Using AI to Enhance UX in Wealth Management Code

AI has the potential to advance the user experience beyond just computer algorithms processing data to also assisting with rapid trades. Among the various possibilities is enabling a seamless, frictionless, and personalized multi-channel banking experience.

Over the next 20 years, nearly $30 trillion of wealth will transfer from Baby Boomers to younger generations, resulting in a new population of individuals requiring intuitive wealth management. These younger, tech-savvy generations expect more advanced digital capabilities from their wealth managers, as digital transactions and FinTech continue to grow in popularity. This trend demands a redesign in existing service models, and AI has the potential to advance the user experience (UX) beyond just computer algorithms processing data to also assisting with rapid trades. Among the various possibilities is enabling a seamless, frictionless, and personalized multi-channel banking experience.

Traditionally, A/B testing and smart assistants have been effective in continuously improving the customer experience. As younger generations demand more advanced offerings such as tailored and contextual services, 24x7 availability, real-time updates and access to opportunity, companies can consider a more sophisticated approach.

An enhanced UX demands the intersection of multiple disciplines, including engineering, graphical design and a third component, cognitive modeling. Cognitive models are detailed accounts of human cognition interacting with user interfaces. Essentially, a cognitive model acts like a human by replicating cognitive (reasoning/thinking) processes that humans experience to complete a task in milliseconds. These models run on top of cognitive architectures, which are theories, implemented in software, of how the mind works as a whole.

Let us use the simple task of logging into your site as an example. The mere task of logging in sets a goal for the model. A cognitive model works with two kinds of knowledge: declarative and procedural. Declarative knowledge relates to your user name and password, which is required in this case. Procedural knowledge relates to how to interact with a login interface, which is also required. To enhance the UX for logging in to your site, we need to connect a cognitive model to this interface and later extract the set of detailed actions required to interact with it.

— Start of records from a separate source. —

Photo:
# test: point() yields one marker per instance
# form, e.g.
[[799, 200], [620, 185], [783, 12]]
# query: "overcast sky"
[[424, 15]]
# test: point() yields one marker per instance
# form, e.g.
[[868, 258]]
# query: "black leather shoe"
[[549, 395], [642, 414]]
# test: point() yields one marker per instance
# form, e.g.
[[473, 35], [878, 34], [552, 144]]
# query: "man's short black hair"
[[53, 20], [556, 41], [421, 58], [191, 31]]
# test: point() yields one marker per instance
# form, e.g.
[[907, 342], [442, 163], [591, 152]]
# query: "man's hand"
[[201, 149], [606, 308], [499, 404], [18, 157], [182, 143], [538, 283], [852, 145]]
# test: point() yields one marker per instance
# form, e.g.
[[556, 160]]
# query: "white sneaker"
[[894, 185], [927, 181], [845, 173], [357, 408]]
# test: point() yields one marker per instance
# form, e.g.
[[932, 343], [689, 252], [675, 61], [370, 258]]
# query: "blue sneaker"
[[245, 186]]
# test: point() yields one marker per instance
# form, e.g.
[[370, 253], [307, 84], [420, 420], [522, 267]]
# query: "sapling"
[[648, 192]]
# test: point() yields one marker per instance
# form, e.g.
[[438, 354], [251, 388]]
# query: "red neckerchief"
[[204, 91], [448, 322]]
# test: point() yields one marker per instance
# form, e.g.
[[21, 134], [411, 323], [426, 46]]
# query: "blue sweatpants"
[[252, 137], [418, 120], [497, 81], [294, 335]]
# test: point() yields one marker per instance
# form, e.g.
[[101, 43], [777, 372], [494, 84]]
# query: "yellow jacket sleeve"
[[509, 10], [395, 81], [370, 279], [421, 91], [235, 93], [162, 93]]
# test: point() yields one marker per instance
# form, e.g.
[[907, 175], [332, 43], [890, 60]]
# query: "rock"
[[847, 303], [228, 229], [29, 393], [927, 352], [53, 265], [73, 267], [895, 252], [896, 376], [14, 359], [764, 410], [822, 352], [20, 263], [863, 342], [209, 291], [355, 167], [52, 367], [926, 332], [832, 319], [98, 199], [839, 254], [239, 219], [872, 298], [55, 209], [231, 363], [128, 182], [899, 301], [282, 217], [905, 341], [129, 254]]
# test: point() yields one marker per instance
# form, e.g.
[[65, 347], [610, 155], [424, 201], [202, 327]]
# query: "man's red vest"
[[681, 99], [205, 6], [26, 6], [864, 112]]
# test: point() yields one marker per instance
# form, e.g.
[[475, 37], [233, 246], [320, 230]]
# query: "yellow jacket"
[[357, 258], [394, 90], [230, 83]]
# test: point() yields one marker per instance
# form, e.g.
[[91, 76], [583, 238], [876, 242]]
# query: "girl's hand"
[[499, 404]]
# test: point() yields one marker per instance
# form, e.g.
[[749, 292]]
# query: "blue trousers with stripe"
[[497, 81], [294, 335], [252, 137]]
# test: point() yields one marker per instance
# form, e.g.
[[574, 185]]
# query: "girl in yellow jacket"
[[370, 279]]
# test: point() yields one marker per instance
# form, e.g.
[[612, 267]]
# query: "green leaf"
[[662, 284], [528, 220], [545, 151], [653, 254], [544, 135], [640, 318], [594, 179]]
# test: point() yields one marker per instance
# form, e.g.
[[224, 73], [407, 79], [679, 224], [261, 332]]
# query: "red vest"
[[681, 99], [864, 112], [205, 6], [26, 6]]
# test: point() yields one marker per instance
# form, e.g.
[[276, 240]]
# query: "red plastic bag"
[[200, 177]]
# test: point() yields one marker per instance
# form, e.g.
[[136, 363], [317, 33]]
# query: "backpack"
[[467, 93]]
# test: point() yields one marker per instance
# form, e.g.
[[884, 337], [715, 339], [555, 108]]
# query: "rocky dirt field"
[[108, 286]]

Because we are using AI to replicate intelligent behavior, the first step is to perceive the elements of the user interface (i.e. moving your mouse to the login section and typing your user name into the textbox). To do this, a semantic segmentation process is run on the user interface, which detects the nature and location of visual elements. These elements are later sent to the cognitive model via a "bridge" developed with a programming language. The cognitive model receives these elements and starts triggering a set of procedural rules that represents the knowledge required to interact with the interface. From this point, a series of messages are transmitted to and from the model.

Consider the action of introducing your user name. You need approximately 50 milliseconds to retrieve your user name from your Long Term Memory (LTM), and 200 milliseconds to visually locate the appropriate textbox for input. It takes another 500 milliseconds to move the mouse and click on the textbox. Depending on the length of your user name, it would take around one to two seconds. The advantage of cognitive modeling is that all of this data is recorded, detecting opportunities to enhance the UX.

Now consider your model takes an extra 500 milliseconds between capturing your user name and capturing your password, and the manual actions are taking longer than expected. The next step is to formulate a hypothesis, such as making the password textbox more conspicuous to reduce the time needed to login. You can make the changes to the interface and run the model to confirm or reject your hypothesis, but you also need to test it with actual people.

Cognitive modeling is a fine-grained approach and a sure way to achieving an enhanced UX for this new segment of young investors. Applying this approach to key customer journeys may result in a significant gain for the organization.